Over the past week, two big things have happened on the terrorism front. First, the U.S. Supreme Court ruled that victims of several Iranian-sponsored terrorist attacks could collect money from the Central Bank of Iran. According to CNN:

The Supreme Court ruled Wednesday in favor of victims of terrorism and their families in a 6-2 split, clearing the way for them to collect nearly $2 billion from the central bank of Iran. The court decided Congress had not exceeded its authority when it passed a law aimed specifically at securing such restitution. “(The law) provides a new standard clarifying that, if Iran owns certain assets, the victims of Iran-sponsored terrorist attacks will be permitted to execute against those assets,” Justice Ruth Bader Ginsburg, writing the majority. “Applying laws implementing Congress’ policy judgments, with fidelity to those judgments, is commonplace for the Judiciary.”

The Islamic Republic of Iran, a country whose regime has neither apologized nor shown remorse for the hundreds of Americans who it and its proxies targeted and kill, has reacted with predictable outrage. Iranian Foreign Minister Mohammad Javad Zarif, for example, denounced the Supreme Court ruling and promised that the United States “would be held accountable.”

At the same time, the Obama administration is proceeding in its efforts to declassify the 28 pages of the Congressional Joint 9/11 Report that reportedly delve deeper into Saudi involvement in the most devastating terrorist attack ever on U.S. soil. Make no mistake; that declassification is about 15 years overdue. A bill is now working through Congress that would allow 9/11 victims to sue Saudi Arabia for the role of its officials in that day’s horrendous terrorist attacks. To this, law professors Curtis Bradley and Jack Goldsmith have penned an op-ed arguing against such measures. They write:

But the bill’s potential for harm extends far beyond bilateral relations with one ally. It would also violate a core principle of international law, and it would jeopardize the effectiveness of American foreign aid and the legitimacy of the United States’ actions in the war on terrorism. A nation’s immunity from lawsuits in the courts of another nation is a fundamental tenet of international law. This tenet is based on the idea that equal sovereigns should not use their courts to sit in judgment of one another. Many nations have tacitly agreed to limit immunity in specified contexts, such as when they engage in certain commercial activities. But apart from those exceptions (or where a binding treaty or Security Council resolution otherwise dictates), international law continues to guarantee immunity, even for alleged egregious crimes. No nation benefits more from this arrangement than the United States. It conducts far more diplomatic, economic and military activities abroad than any other nation. Were the sovereign immunity rule to weaken, the United States would be subject to many more lawsuits in foreign courts than any other nation and would become an attractive and high-profile target for politicized litigation designed to contest its foreign policy.
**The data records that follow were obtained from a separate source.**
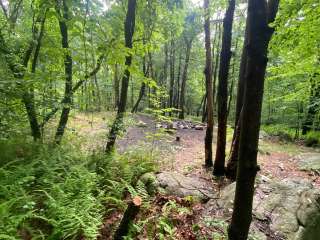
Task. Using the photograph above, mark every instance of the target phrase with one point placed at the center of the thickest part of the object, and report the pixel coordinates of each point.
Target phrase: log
(128, 217)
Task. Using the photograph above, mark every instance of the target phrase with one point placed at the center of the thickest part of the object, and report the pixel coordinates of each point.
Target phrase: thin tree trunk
(232, 77)
(68, 73)
(231, 169)
(143, 86)
(172, 63)
(313, 104)
(129, 31)
(116, 83)
(209, 88)
(258, 35)
(19, 73)
(216, 68)
(218, 168)
(201, 104)
(184, 78)
(204, 109)
(177, 90)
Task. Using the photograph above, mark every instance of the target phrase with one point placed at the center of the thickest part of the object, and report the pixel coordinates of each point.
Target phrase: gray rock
(198, 127)
(309, 162)
(293, 206)
(182, 186)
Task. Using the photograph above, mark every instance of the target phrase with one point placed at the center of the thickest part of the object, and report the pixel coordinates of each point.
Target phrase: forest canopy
(95, 95)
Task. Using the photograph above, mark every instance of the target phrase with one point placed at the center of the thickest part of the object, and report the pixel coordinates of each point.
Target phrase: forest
(160, 119)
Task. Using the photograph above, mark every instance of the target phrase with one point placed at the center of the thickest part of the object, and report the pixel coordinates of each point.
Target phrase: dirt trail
(277, 160)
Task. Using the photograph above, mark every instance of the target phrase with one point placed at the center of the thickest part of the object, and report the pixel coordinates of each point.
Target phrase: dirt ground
(277, 160)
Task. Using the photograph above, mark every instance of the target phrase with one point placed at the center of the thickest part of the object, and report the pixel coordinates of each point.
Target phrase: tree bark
(116, 83)
(129, 31)
(225, 56)
(216, 68)
(184, 78)
(128, 216)
(209, 88)
(19, 73)
(172, 68)
(142, 88)
(232, 77)
(258, 37)
(68, 72)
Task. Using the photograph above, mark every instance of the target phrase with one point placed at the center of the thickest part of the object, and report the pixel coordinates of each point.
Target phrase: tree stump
(128, 216)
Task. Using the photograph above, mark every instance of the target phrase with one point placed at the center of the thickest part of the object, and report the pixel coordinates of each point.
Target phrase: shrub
(57, 193)
(312, 139)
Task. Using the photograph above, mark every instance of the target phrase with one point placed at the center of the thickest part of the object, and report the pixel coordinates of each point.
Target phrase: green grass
(51, 192)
Bradley and Goldsmith make valid points, but 9/11 was no mere theoretical dispute over foreign policy. This was not Saudi vehicles parking illegally or paying maids below minimum wage. Rather, it was a deliberate attack on U.S. territory and the U.S. economy.

It is true that other countries might respond in kind to the United States, though most respectable countries would have far more to lose than gain from such actions, and the United States can afford to ignore less than respectable countries, think the Zimbabwes, Venezuelas, and North Koreas of the world. At the same time, it is worth considering the opposite: What is the cost of not holding to account those who perpetrated or facilitated an attack in the heart of New York City?

This was a conundrum at the heart of “Sovereignty Solution,” a book co-authored by Anna Simons, Joe McGraw, and Duane Lauchengco. They proposed generally that governments should be responsible for their citizens and note that sovereignty is both an honor and a responsibility. When a citizen of a country perpetrates an attack, then that country has a choice: shield its citizen or hold them to account. If a Belgian citizen sought to strike at the United States, Brussels would likely cooperate with the United States to bring that person to justice, even waiving diplomatic immunity if need be. When Iranian or Saudi elements sponsor terrorism, Tehran and Riyadh should have the same choice: Join with the United States to bring the perpetrators to account or shield them. If the latter, then the government of the country should assume responsibility. Sovereignty Solution is, of course, far more complicated but it really has been one of the most insightful and provocative books on statecraft of the decade

In the Supreme Court victory for victims of terrorism and their families over the Islamic Republic of Iran, the court deferred to Congress. Perhaps Congress and, more broadly, the White House should then work more to protect and advocate for American victims of terror rather than for those who shield the terrorists. If a country does not want to risk the consequences of its citizens attacking the United States, then it should damned sure put mechanisms in place to make sure that the money is expends on radicalism isn’t used for that purpose and that it doesn’t distribute diplomatic passports without recognition of the consequence of their recipients engaging in an act of war.

The United States should not treat Saudi Arabia unfairly, but if Saudi Arabia truly did wish to be an ally, it would recognize that it is their responsibility to bring to justice those of its employees or civil servants who contributed materially or in services to that fateful day.